Model 3 was: y(t) = [21k1 (1 - exp(-t))/(1+exp(-t))] - [21(k1-k2) (1 - exp(-t))/(1+exp(-(t-c2)))], where t is the number of weeks in test, y is the number of eggs laid over the last 3 weeks, k1 is the proportion of maximum production for the increasing phase of the curve, k2 is the proportion of maximum production for the decreasing phase of the curve, and c2 is the point of inflexion from the upper level of the increasing phase to the lower level of the decreasing phase of the curve (that is, a measure of persistency of egg production) [7]. The traits for which QTL were sought under this model were k1, k2, and c2.

The estimations of the parameters were obtained using the NLIN procedure of the SAS software [21]. Bounds were imposed on estimates of b4 (≤ 0), k1 (≤ 1) and k2 (≥ 0) to insure the coherence between these estimates and the biological meaning of the corresponding parameters of the curve.
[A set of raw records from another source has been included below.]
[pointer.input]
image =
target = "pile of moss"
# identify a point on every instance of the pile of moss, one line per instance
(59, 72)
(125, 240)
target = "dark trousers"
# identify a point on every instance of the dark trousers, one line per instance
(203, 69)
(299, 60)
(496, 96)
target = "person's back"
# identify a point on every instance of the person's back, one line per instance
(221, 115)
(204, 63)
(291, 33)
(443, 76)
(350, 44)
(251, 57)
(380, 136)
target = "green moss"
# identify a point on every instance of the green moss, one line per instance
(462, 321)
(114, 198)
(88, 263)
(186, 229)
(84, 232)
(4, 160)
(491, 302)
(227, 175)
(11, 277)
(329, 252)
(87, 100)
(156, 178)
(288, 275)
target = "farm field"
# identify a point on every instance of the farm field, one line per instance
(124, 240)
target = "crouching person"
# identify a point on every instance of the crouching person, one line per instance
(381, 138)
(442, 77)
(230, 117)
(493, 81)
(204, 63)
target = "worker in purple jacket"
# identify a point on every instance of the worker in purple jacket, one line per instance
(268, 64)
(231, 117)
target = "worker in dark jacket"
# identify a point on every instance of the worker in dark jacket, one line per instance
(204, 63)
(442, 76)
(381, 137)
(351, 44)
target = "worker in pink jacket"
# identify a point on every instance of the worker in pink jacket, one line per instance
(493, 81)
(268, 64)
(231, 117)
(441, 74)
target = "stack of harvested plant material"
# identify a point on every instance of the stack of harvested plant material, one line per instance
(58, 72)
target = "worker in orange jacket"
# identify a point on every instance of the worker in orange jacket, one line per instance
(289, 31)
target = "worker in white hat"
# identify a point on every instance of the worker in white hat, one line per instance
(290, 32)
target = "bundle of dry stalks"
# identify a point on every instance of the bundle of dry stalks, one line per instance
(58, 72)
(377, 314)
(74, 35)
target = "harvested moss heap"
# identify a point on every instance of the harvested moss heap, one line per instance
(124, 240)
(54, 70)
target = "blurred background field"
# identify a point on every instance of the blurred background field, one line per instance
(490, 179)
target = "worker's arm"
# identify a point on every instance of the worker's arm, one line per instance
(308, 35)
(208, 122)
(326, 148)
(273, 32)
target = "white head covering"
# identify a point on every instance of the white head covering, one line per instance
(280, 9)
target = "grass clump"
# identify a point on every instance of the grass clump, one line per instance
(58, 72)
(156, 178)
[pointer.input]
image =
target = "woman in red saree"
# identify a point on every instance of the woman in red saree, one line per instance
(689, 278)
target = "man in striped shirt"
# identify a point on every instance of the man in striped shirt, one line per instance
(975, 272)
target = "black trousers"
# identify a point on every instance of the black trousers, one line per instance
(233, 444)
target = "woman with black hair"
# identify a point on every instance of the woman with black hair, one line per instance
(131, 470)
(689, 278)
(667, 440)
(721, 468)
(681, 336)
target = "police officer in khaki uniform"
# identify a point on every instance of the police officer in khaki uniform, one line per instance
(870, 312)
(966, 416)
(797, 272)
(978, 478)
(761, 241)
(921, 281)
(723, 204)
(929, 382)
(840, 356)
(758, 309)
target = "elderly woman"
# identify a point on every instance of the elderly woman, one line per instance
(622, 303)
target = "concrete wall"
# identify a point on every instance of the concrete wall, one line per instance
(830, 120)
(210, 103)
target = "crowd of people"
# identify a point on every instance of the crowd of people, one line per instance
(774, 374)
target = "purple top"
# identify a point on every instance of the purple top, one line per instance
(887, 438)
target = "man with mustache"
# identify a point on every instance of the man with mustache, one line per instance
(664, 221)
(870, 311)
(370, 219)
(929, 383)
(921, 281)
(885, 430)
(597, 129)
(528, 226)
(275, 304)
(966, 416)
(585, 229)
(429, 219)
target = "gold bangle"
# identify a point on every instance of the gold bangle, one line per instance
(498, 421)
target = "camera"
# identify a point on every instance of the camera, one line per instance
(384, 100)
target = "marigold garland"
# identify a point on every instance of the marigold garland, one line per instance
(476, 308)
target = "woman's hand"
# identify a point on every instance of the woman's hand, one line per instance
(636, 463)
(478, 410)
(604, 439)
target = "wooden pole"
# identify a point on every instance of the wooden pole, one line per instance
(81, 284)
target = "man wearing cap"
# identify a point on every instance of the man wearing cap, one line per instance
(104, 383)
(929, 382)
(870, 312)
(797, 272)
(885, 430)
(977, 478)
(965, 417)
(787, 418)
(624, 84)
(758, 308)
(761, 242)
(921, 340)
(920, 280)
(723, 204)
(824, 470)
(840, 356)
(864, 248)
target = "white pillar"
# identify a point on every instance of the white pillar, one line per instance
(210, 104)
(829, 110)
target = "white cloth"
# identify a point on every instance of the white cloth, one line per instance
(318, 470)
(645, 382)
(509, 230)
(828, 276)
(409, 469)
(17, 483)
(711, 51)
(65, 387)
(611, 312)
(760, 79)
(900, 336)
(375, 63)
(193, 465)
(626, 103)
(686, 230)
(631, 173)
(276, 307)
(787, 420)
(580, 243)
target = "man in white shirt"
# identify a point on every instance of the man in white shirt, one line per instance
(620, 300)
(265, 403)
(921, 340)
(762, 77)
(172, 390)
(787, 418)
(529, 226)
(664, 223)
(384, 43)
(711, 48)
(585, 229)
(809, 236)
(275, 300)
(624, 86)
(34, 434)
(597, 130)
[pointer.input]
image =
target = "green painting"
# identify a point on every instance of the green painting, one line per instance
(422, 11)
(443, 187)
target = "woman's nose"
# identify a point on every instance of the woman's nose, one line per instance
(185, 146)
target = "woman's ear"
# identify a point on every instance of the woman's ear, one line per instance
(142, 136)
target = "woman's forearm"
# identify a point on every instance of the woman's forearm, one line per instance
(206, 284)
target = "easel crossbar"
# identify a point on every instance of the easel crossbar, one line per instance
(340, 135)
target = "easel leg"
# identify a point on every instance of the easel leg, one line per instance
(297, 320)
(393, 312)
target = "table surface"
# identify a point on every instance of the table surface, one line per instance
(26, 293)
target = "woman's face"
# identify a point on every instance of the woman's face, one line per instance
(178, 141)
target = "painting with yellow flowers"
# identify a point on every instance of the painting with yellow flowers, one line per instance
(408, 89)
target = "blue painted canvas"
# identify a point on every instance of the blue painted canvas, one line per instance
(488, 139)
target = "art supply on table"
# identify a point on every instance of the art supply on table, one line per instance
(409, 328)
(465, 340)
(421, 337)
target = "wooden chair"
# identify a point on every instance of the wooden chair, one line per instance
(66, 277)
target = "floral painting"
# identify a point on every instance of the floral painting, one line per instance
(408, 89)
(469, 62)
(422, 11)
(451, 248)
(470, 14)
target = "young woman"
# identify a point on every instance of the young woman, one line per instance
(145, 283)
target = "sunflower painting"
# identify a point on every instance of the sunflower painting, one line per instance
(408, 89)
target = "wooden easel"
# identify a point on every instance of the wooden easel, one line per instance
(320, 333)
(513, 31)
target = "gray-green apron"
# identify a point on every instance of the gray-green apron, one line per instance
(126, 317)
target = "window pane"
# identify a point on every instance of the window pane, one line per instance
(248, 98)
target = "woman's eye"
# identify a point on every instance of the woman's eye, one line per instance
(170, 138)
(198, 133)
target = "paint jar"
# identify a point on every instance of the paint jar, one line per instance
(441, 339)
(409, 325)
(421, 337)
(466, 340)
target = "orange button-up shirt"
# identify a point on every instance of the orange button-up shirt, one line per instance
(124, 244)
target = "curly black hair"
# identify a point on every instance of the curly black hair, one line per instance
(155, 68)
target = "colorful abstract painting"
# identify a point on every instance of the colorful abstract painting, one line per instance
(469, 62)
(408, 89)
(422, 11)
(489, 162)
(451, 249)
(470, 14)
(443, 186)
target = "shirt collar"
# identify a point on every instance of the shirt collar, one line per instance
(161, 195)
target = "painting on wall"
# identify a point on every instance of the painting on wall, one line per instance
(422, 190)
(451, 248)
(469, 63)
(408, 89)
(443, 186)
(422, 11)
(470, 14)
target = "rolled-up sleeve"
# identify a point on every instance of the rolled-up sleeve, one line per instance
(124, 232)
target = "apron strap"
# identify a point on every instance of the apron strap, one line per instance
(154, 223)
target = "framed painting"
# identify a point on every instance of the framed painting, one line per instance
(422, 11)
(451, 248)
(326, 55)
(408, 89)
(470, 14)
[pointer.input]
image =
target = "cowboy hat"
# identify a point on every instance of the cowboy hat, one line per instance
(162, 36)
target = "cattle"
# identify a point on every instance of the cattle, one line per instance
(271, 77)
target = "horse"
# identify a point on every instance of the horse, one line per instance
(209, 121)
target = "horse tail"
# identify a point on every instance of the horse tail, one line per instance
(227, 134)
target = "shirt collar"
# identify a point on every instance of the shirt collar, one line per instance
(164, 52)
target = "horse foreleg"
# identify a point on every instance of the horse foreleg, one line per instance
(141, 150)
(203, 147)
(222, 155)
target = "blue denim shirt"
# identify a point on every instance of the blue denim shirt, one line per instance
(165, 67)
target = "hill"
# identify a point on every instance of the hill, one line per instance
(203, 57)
Under Models 1 and 2, individual egg laying curves could not be estimated for 5 and 7 quail, respectively, because convergence was not reached after 400 iterations, despite trying multiple starting values and using the Marquardt method. This problem was more severe under Model 3, however, for which 51 individual curves could not be obtained.

Genotyping

Genotyping was carried out at Gifu University, and all quail were typed for the 72 microsatellites listed in the Gifu augmented panel [15]. The genotypic data were validated and stored in the MAPGENA database. All 24 F0, 40 F1 and 434 F2 quail in the present experiment belonged to the resource family set up to establish the first microsatellite quail map [16] built from 72 loci resolved into 13 linkage groups, and to carry out a previous QTL study of the same population [12]. Since then, additional work [2224] made it possible to assign all 13 linkage groups (total map distance of 576 cM with a 10 cM average spacing between loci) to chromosomes. Consequently, the unassigned linkage groups Q03, Q04, Q08, Q09, Q10 and Q11 of the first map have been renamed respectively, CJA03, CJA13, CJA09, CJA04, CJA20 and CJA10 in the present work. The sex chromosome was not included in the present study.

QTL analyses

Standard QTL detection was performed using the line cross method [25] implemented in the QTL Express software [26], and it took into account a hatch effect (3 classes). Five thousand permutations [27] were carried out to set significance levels (p c ) for the most likely chromosome-wide QTL. Genome-wide significance (p g ) for a QTL detected on a given chromosome was obtained from p c by: p g = 1-(1-p c )1/r, where r was the ratio of the length of this chromosome over the total chromosome length spanned by the present study. Chromosome-wide significance was set up at p c = 0.05. Genome-wide significant and suggestive thresholds were set up respectively at p g = 0.05 and 0.20.